Clifford S. Asness and two associates have made the case in a recent paper not only that a strategy of betting against beta (BAB) can yield positive returns, but that its success in doing so is not the consequence of a preference that the strategy creates for certain industries over others.  This contravenes the interpretation that certain earlier authors, including for example Ronald Shah of Dimensional Fund Advisers, have given to the success of BAB.

Stated very briefly: the BAB strategy works because low-volatility equities have higher returns than they ‘should’ have, so buying them – especially while one shorts high-vol stocks – produces above normal risk-adjusted profit.

The Reductionist View

There is empirical evidence in support of BAB, and its existence has been a matter of public knowledge at least since 2007. That year David Blitz and Pim van Vliet documented low vol outperformance of 12% -- matching the lowest vol decile against the highest in equities between 1986 and 2006.

Asness and his associates – Andrea Frazzini and Lasse H. Pedersen – begin their discussion quoting Shah’s view, expressed in a 2011 paper, that an investor gets lower vol by making decisions that are industry specific. The decisions have “substantial industry tilts that, when removed, substantially reduce volatility-adjusted returns.”

Asness et al. test that hypothesis and find it false. They find along the way that the best low-risk strategy is one of a group that is designed to eliminate industry tilt.

What they call the ”regular” BAB, the one most prominently featured in BAB literature, is a portfolio constructed by sorting stocks on beta, buying some and shorting others, without regard to industry. Thus, in principle and at first glance, Shah could have a point here. The regular BAB could be driven by industry bets.

It is also possible, though, to create a BAB with deliberate reference to industries, making it a pure industry bet, deliberately going long on low-vol industries and shorting high-vol industries. If this is the key, then the pure industry-play portfolio should outperform the regular BAB portfolio.

It is also possible, thirdly, to create an industry-neutral BAB portfolio, by going long the low volatility stocks and shorting the high volatility stocks within a single industry, or within each of the included industries in a balanced way.

Looking at the Numbers

The authors make the further observation that the effort to ensure an industry-neutral BAB can be construed in four different ways, and they slice their data accordingly.
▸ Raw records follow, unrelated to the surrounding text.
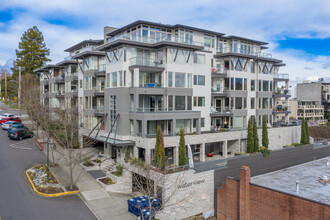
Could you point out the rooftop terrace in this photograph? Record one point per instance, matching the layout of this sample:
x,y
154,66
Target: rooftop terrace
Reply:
x,y
309,175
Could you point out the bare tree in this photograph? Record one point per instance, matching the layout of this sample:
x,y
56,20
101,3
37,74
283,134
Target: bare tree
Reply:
x,y
61,125
160,187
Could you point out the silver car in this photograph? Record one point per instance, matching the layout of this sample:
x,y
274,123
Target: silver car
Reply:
x,y
6,125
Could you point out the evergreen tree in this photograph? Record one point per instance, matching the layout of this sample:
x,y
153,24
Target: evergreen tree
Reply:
x,y
306,132
255,136
182,149
159,153
303,132
265,140
32,52
250,142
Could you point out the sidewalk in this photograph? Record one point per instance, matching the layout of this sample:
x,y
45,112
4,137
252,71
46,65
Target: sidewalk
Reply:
x,y
103,204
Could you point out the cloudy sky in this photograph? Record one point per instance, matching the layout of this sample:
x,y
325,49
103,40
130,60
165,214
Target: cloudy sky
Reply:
x,y
298,31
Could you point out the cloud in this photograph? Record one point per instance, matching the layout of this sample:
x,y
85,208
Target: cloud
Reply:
x,y
65,23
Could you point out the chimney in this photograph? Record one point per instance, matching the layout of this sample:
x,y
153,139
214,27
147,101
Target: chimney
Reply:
x,y
244,193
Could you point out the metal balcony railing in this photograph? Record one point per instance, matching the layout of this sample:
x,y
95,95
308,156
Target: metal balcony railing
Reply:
x,y
165,38
241,51
145,62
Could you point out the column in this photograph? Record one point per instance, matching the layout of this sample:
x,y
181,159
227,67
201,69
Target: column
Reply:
x,y
144,128
224,150
136,77
202,153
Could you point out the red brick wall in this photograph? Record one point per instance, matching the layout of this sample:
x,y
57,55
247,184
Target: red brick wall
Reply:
x,y
267,204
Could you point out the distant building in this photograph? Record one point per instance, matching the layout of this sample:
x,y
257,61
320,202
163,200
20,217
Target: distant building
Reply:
x,y
308,104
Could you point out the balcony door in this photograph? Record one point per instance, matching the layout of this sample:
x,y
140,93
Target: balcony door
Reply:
x,y
218,103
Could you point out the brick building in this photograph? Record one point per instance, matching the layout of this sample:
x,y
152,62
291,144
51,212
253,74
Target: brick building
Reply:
x,y
248,199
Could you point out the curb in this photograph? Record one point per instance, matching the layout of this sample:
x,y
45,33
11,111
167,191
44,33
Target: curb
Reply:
x,y
48,195
39,144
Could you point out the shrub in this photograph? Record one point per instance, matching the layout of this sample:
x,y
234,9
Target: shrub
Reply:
x,y
119,171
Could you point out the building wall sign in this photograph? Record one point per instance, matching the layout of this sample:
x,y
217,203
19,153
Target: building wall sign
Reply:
x,y
189,184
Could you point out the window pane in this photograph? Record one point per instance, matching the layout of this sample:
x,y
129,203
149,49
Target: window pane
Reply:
x,y
180,80
201,80
180,102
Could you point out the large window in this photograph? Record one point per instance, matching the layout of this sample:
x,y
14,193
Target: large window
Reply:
x,y
253,85
265,85
238,103
180,103
199,58
199,80
114,79
113,111
238,84
170,79
180,80
199,101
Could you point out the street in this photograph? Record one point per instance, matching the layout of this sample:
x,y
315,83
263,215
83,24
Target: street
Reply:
x,y
17,200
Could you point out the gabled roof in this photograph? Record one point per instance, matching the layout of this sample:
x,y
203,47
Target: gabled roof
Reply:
x,y
78,45
141,22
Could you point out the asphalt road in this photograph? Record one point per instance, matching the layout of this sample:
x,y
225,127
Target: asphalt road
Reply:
x,y
17,200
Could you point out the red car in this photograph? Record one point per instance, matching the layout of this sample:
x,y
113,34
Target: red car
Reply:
x,y
3,120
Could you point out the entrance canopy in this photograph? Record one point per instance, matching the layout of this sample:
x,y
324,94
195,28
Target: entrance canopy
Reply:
x,y
114,141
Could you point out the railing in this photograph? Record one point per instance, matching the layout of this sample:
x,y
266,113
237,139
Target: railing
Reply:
x,y
145,62
166,38
281,76
220,70
310,106
154,109
281,109
223,90
282,92
241,51
224,110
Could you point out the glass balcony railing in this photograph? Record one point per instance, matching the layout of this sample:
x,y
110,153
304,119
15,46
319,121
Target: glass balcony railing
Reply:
x,y
154,109
145,62
281,76
165,38
241,51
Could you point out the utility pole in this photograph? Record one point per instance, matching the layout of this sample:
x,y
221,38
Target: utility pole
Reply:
x,y
6,86
19,89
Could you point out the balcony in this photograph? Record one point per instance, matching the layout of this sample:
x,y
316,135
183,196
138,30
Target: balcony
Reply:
x,y
219,92
99,111
99,91
219,72
156,41
281,77
220,112
146,65
281,110
148,110
59,94
59,79
243,52
100,70
282,93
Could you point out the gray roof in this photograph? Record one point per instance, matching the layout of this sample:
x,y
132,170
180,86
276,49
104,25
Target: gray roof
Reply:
x,y
66,62
46,67
141,22
308,175
86,53
78,45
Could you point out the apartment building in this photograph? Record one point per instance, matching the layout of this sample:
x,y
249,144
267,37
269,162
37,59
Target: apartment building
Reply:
x,y
308,104
146,74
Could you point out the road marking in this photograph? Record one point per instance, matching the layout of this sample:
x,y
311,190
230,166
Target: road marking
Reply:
x,y
24,145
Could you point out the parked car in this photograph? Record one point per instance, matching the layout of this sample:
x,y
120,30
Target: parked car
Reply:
x,y
20,133
8,124
20,125
3,120
7,115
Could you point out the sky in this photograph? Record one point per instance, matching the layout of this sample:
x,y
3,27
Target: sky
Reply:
x,y
298,31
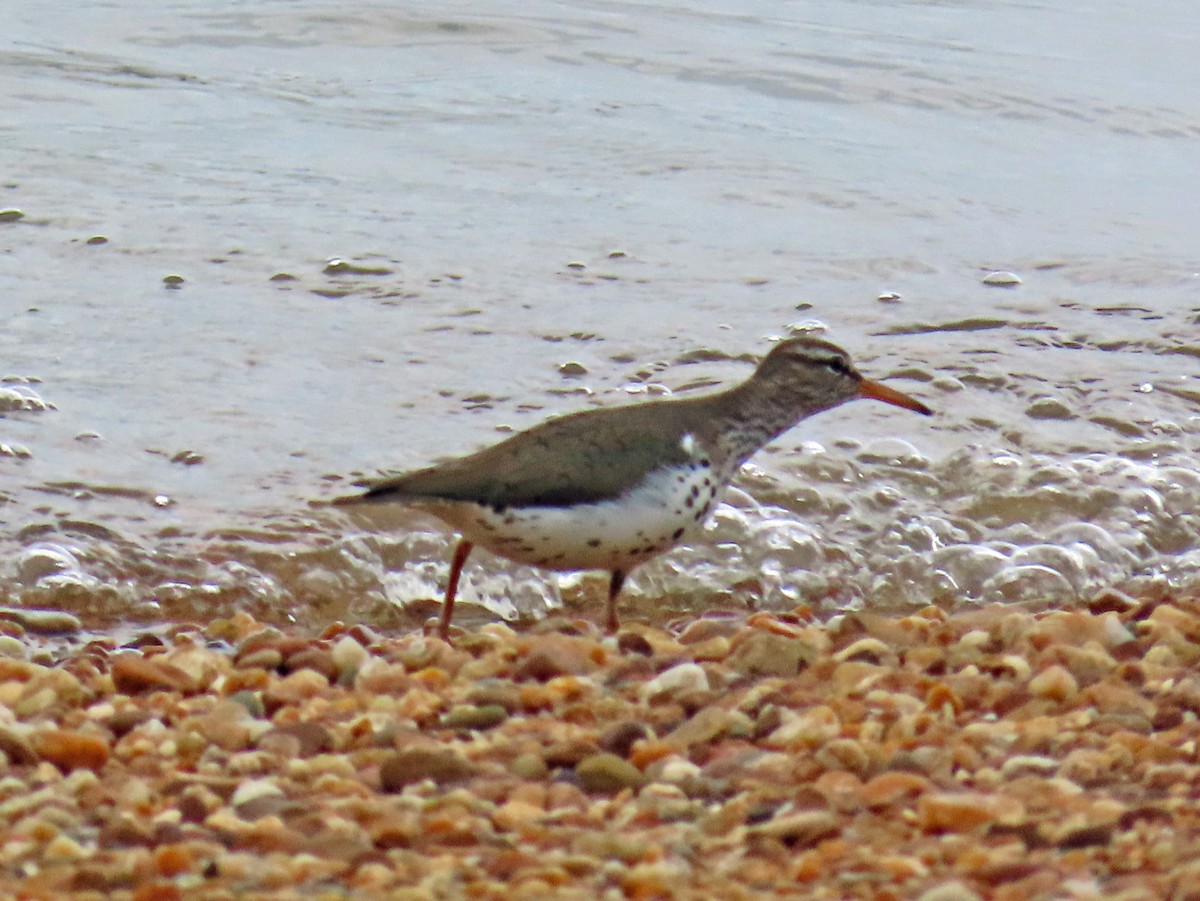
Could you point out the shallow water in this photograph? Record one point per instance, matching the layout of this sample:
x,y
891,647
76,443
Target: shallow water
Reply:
x,y
629,187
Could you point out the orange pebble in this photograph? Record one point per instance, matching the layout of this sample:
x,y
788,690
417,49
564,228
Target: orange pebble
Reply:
x,y
646,752
173,859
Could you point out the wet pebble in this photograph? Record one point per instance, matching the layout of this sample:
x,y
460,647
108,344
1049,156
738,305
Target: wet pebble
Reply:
x,y
606,773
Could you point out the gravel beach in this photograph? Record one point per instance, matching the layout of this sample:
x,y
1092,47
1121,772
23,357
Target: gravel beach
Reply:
x,y
985,754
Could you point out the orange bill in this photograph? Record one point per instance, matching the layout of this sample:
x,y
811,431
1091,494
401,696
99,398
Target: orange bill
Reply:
x,y
879,391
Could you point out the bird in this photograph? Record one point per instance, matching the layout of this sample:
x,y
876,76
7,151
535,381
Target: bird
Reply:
x,y
612,487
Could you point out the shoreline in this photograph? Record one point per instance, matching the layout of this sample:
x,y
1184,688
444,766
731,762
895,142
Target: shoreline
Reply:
x,y
993,752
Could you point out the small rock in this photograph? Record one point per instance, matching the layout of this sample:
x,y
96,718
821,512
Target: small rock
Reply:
x,y
547,656
1055,683
955,812
1001,280
348,655
606,774
16,746
799,830
135,674
71,750
42,622
471,718
1049,408
619,737
949,892
677,680
761,653
311,737
415,764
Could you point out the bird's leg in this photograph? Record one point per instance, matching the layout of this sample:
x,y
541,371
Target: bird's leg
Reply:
x,y
618,580
460,557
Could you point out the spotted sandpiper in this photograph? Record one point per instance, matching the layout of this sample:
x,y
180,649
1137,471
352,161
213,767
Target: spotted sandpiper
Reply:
x,y
610,488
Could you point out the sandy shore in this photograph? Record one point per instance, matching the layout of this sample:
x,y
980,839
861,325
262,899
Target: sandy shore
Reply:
x,y
989,754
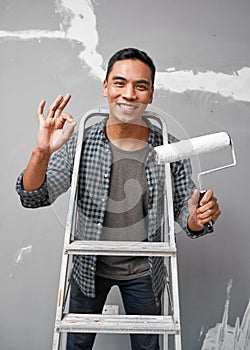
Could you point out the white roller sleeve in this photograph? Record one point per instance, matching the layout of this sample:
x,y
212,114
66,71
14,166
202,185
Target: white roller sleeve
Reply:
x,y
192,147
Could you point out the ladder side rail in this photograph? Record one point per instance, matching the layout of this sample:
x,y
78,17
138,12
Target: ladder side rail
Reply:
x,y
71,222
171,228
169,235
The table above provides the heart of their answer to the questions they’ve posed.

Look first at the left-hand half of the table. The data indicate that over the covered period in the U.S., beginning in 1926, regular BAB (the first column) earned CAPM alpha of 0.73. The four variations of industry-neutral BAB earned CAPM alpha in a range from 0.62 to 1.17, with one of them doing better than regular BAB.  Industry BAB, the pure play according to Shah’s view of BAB, earned a quite modest CAPM alpha of 0.28.

On the right hand side of that table, the geographical database is expanded, although the chronological database is narrowed. This looks at global results, but the period begins in 1985. The results track closely those on the left, although the pure play did better on the global scene than in the U.S.

Specifically, CAPM alpha for regular BAB global is 0.61. For three of the four systems of creating an industry-neutral BAB it is less than that. But for the fourth neutralizing method, an ”equal risk” weighting of industries, neutralized BAB beats regular BAB. Finally, the pure play industry BAB in effect ties the regular BAB in performance.

Why Does BAB Work?

Looking at these facts and the others displayed above, the authors’ conclusion sounds reasonable.  The numbers “utterly disprove the common sentiment that BAB – and low-risk investing in general – is really just an industry bet. It’s neither driven by industry bets nor is it more effective for industry bets.”

This leaves the question: why does it work? Why do low-vol/low-risk investments get higher risk-adjusted returns? This is not a central concern of the paper, the same authors have addressed leverage aversion elsewhere, but here again they do suggest that their results support a “leverage aversion” theory.

Dining on the returns offered by safer assets on a large scale requires significant leverage, and aversion to borrowing that much money dissuades some from taking advantage of this. That in turn means that crowding does not drive those returns down in the way that standard theory suggests it ‘should.’